Mental-Model Corrections

  • “A trace is just a log line.” A trace is a tree of spans with structure, timing, and per-step attributes — not one flat “200 OK, 1.9s.” The structure is what lets you localize a failure.
  • “Capture the input and the final output.” Capture every span — the planning call, each tool's args/results, the retrieved docs, the synthesis call. The bug is usually in a middle span you'd never see end-to-end.
  • “The slow span is the expensive span.” Often not. A retrying tool dominates latency while costing nothing; a big-context LLM call dominates cost while being fast. Look at both lenses.
  • “I'll log the prompts and answers by default.” Content is opt-in — free text hides PII. Capture metadata freely; redact/pseudonymize before storing content.
  • “Tracing is the same as my APM/microservice tracing.” Same backbone (OTel spans), but LLM spans add gen_ai.* attributes (model, tokens, finish reason) and must store the exact non-deterministic output to be reproducible.
  • “I'll add observability later.” Tracing is the prerequisite for everything else in production — debugging, evals, monitoring, drift, feedback.

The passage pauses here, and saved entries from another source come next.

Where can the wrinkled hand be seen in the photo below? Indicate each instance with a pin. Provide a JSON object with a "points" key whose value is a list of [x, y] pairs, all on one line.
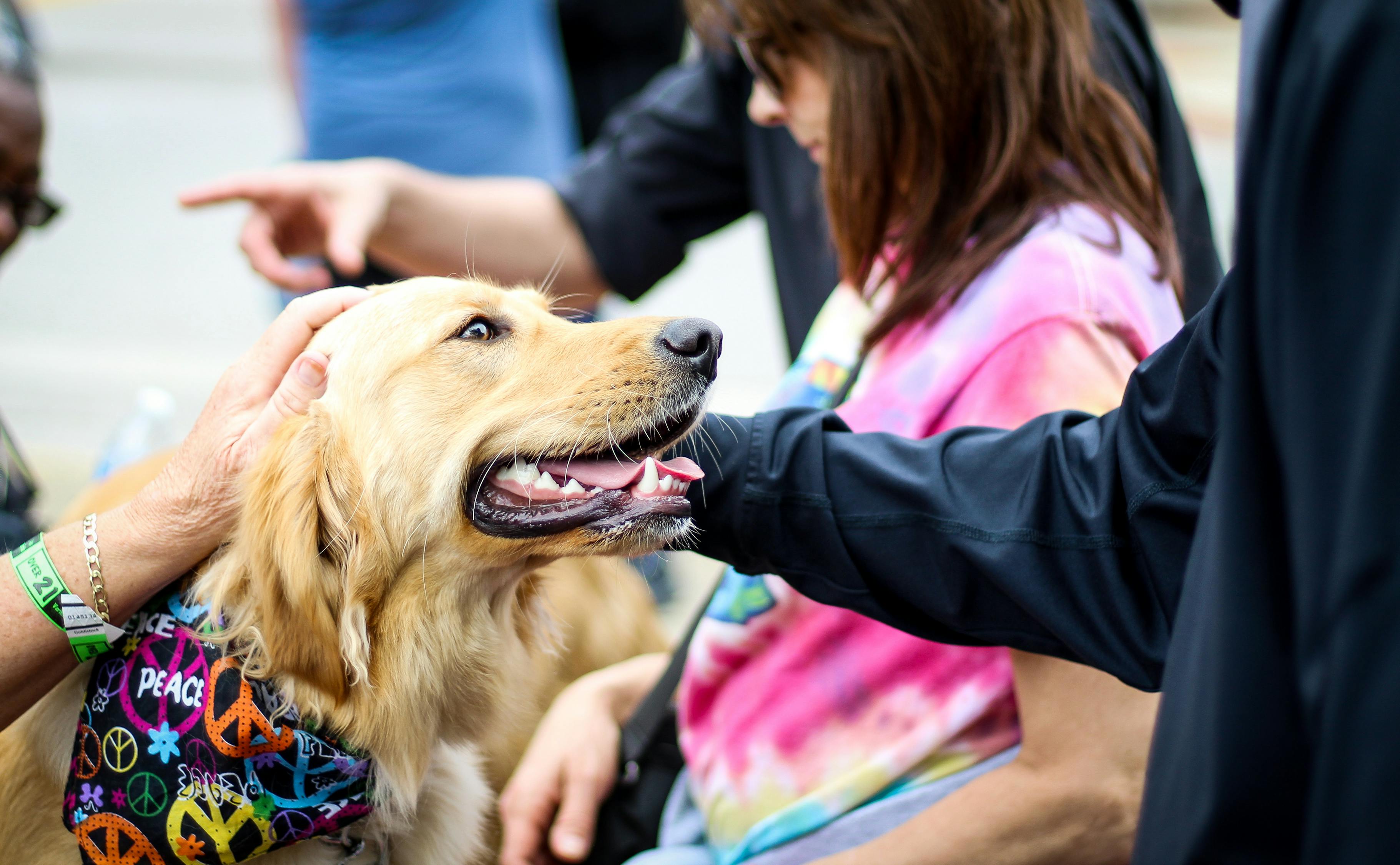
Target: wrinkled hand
{"points": [[196, 496], [313, 209], [565, 776]]}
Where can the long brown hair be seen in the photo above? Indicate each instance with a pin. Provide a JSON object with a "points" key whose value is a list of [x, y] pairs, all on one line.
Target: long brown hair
{"points": [[955, 125]]}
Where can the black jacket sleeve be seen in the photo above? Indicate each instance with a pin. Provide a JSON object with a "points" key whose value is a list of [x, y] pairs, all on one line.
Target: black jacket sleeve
{"points": [[1067, 537], [668, 168]]}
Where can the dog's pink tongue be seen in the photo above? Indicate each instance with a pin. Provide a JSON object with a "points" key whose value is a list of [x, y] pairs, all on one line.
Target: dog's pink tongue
{"points": [[615, 475]]}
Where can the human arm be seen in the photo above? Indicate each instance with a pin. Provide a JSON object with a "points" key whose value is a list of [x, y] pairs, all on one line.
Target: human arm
{"points": [[288, 16], [572, 764], [180, 517], [1066, 537], [411, 220], [668, 170], [1073, 791]]}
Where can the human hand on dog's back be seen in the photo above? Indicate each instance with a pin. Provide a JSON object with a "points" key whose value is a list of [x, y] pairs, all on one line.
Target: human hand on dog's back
{"points": [[572, 764], [184, 514]]}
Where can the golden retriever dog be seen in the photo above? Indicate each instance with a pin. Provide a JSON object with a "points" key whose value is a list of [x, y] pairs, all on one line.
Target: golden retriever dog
{"points": [[391, 574]]}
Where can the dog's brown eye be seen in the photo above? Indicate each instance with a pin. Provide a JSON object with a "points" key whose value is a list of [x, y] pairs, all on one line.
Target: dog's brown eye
{"points": [[478, 329]]}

Instrument first; you can't improve what you can't see.

Key Takeaways

  • A trace is a tree of spans; a span is one step (LLM call, tool, retrieval) with a name, duration, and attributes. The root is the whole request; children are its steps. “The answer was wrong” becomes retrieve returned the wrong doc.”

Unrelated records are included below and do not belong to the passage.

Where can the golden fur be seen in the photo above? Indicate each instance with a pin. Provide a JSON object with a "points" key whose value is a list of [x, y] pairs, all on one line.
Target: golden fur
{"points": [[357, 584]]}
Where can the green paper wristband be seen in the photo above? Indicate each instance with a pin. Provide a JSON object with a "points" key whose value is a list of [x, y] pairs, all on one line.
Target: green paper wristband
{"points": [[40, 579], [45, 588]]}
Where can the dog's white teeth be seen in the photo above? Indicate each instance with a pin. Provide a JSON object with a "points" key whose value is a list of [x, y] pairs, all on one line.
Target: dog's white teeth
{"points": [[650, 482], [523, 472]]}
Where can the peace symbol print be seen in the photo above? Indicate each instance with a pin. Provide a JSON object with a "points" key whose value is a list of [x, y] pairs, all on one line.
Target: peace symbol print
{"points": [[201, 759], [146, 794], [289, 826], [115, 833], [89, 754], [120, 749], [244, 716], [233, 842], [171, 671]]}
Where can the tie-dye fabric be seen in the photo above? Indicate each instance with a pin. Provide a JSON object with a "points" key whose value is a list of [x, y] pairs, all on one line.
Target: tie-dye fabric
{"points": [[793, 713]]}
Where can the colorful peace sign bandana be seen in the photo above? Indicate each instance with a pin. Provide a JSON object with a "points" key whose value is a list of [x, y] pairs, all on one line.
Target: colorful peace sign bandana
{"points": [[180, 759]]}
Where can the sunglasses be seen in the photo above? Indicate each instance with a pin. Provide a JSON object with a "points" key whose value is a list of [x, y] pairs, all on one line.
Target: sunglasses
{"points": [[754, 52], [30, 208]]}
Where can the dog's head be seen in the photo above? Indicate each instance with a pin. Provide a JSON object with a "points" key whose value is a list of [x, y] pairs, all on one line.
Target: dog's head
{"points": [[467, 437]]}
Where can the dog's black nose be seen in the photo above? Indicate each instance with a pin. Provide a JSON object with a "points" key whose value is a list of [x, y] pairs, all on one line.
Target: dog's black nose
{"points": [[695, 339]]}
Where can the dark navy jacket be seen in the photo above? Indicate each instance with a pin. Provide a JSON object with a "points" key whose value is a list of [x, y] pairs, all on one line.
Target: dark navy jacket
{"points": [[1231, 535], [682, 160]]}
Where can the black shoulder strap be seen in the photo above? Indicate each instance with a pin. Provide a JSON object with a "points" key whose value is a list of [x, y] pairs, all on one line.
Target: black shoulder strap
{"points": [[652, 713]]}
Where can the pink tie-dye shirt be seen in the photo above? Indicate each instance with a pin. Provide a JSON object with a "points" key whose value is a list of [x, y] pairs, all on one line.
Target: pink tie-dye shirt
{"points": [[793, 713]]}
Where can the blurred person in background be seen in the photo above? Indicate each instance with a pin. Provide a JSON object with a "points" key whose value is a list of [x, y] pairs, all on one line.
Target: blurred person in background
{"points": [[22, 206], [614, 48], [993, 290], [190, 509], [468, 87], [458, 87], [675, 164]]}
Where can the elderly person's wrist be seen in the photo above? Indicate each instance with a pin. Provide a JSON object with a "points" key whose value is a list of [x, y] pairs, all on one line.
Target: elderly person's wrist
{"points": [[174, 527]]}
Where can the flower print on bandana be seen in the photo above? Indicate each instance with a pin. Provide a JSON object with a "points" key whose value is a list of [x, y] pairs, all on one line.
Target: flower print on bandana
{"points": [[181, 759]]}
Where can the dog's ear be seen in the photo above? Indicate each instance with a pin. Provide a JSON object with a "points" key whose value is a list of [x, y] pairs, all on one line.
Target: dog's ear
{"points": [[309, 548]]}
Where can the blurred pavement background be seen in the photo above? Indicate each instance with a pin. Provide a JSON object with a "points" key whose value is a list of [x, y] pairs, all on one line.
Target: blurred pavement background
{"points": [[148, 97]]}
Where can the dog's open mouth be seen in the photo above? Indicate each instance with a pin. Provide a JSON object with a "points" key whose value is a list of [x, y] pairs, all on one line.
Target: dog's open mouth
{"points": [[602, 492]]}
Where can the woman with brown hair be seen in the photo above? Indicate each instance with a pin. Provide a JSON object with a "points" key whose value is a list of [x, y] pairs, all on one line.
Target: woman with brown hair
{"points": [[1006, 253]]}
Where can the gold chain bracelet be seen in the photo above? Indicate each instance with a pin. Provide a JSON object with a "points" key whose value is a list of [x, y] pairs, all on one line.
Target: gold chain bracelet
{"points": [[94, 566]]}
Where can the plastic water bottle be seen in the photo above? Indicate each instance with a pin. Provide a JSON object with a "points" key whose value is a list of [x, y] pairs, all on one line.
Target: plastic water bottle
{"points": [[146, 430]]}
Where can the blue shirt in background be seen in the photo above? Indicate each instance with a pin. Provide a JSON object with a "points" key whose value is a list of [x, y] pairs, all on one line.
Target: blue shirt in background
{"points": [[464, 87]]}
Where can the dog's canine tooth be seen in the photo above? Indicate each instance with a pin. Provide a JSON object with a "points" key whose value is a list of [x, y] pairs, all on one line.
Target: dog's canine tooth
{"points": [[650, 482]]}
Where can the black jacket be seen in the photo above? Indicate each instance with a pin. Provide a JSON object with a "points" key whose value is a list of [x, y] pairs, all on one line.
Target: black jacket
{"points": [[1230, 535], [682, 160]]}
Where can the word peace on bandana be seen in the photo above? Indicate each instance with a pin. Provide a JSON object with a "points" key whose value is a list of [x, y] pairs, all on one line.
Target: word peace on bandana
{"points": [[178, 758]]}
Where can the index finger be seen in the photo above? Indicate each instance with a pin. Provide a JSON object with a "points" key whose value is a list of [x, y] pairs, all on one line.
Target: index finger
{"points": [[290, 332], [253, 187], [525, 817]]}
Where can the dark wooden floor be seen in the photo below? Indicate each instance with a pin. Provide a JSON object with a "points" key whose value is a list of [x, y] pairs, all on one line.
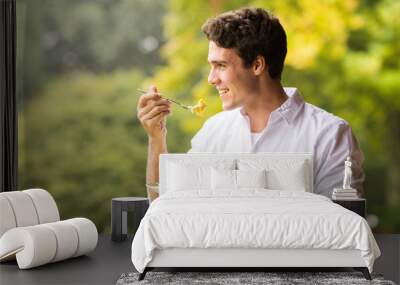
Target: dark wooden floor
{"points": [[110, 260]]}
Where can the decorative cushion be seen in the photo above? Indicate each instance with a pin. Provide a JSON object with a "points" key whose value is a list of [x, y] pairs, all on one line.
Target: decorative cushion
{"points": [[223, 179], [187, 174], [281, 174], [188, 178], [251, 178]]}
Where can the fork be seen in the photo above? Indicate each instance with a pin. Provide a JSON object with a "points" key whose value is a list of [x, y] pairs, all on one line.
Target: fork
{"points": [[170, 100]]}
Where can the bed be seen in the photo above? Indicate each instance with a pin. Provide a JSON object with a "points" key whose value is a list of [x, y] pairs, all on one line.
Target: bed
{"points": [[247, 210]]}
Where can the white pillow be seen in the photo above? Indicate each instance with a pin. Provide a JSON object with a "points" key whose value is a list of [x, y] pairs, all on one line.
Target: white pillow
{"points": [[292, 179], [223, 179], [251, 178], [183, 177], [281, 174]]}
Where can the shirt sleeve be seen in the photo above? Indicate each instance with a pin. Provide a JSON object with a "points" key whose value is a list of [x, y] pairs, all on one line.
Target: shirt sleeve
{"points": [[331, 151], [198, 142]]}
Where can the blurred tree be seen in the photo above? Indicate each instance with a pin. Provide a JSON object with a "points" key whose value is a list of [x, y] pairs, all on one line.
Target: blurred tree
{"points": [[61, 36], [87, 146]]}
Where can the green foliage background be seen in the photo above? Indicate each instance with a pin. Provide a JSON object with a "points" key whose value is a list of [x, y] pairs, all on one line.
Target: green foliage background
{"points": [[80, 65]]}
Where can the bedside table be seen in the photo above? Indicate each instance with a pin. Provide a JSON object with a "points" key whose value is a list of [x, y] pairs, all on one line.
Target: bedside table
{"points": [[358, 206], [119, 215]]}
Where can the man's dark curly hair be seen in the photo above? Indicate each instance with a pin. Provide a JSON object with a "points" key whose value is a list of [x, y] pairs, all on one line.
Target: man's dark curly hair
{"points": [[251, 32]]}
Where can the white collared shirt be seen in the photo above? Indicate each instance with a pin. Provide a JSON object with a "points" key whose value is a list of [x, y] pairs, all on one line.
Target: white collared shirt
{"points": [[295, 126]]}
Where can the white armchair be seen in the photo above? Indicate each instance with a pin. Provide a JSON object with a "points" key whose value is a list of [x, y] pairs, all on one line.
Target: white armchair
{"points": [[31, 230]]}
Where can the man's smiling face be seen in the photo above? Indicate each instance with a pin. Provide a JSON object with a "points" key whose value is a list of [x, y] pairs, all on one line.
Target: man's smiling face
{"points": [[233, 81]]}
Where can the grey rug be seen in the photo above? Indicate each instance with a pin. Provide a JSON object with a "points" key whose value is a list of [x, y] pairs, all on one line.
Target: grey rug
{"points": [[230, 278]]}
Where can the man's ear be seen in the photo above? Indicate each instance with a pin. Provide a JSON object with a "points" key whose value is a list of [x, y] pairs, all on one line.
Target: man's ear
{"points": [[259, 65]]}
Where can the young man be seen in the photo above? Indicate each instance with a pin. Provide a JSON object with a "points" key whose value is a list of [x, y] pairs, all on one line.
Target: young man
{"points": [[247, 49]]}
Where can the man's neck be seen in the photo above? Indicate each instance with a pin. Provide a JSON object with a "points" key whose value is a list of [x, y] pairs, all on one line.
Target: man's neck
{"points": [[271, 96]]}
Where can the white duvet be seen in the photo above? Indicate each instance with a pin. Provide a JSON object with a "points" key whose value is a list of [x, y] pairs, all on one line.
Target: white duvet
{"points": [[250, 219]]}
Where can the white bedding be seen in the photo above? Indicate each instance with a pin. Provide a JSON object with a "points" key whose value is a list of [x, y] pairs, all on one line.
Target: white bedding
{"points": [[251, 218]]}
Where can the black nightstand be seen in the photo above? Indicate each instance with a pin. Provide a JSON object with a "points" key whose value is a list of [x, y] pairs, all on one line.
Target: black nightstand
{"points": [[119, 215], [357, 206]]}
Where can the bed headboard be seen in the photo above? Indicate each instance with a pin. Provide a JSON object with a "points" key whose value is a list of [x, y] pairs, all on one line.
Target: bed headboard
{"points": [[279, 163]]}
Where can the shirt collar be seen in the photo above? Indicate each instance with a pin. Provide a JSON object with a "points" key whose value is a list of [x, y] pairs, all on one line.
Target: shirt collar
{"points": [[289, 108]]}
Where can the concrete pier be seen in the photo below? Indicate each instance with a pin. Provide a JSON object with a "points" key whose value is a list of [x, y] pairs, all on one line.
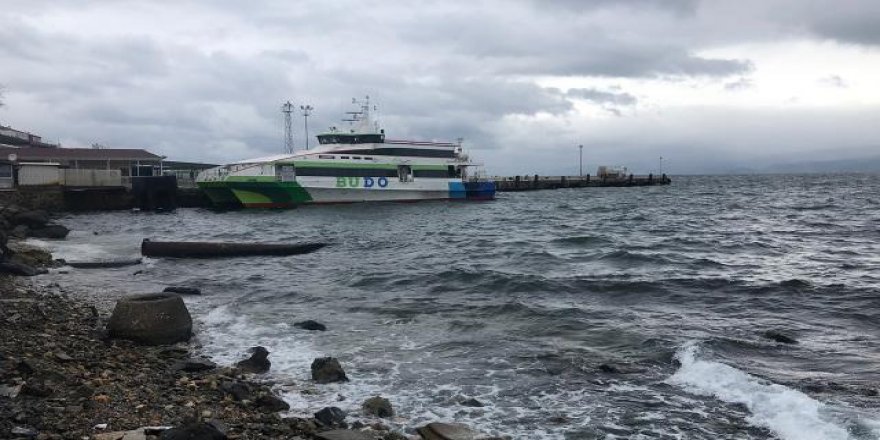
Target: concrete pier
{"points": [[536, 182]]}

  • Capture per span (the OpenTelemetry gen_ai.* conventions — a vendor-neutral standard): gen_ai.request.model, input/output tokens, finish_reasons, tool name/args/result, retrieved docs, plus latency, cost, and errors — tied to a trace_id, session.id, and pseudonymized user.id.
  • The waterfall localizes the bottleneck — the slow span is the widest bar — and the latency bottleneck is often not the cost driver. Two lenses on one trace.
  • Instrument with a decorator (@observe) or OTel spans; nesting/context-propagation builds the tree automatically. Auto-instrumentation captures metadata for free.
  • Content capture is opt-in (free text hides PII — redact/pseudonymize); sample toward keeping errors and slow/low-quality traces; store the exact non-deterministic output.
  • Tracing is the foundation of the rest of this section — the raw material for evals, monitoring, drift detection, and feedback. Next: evaluating agents on their trajectories (L178 (Evaluating Agents: Trajectories, Tool Correctness & Step Efficiency)), read straight from these traces.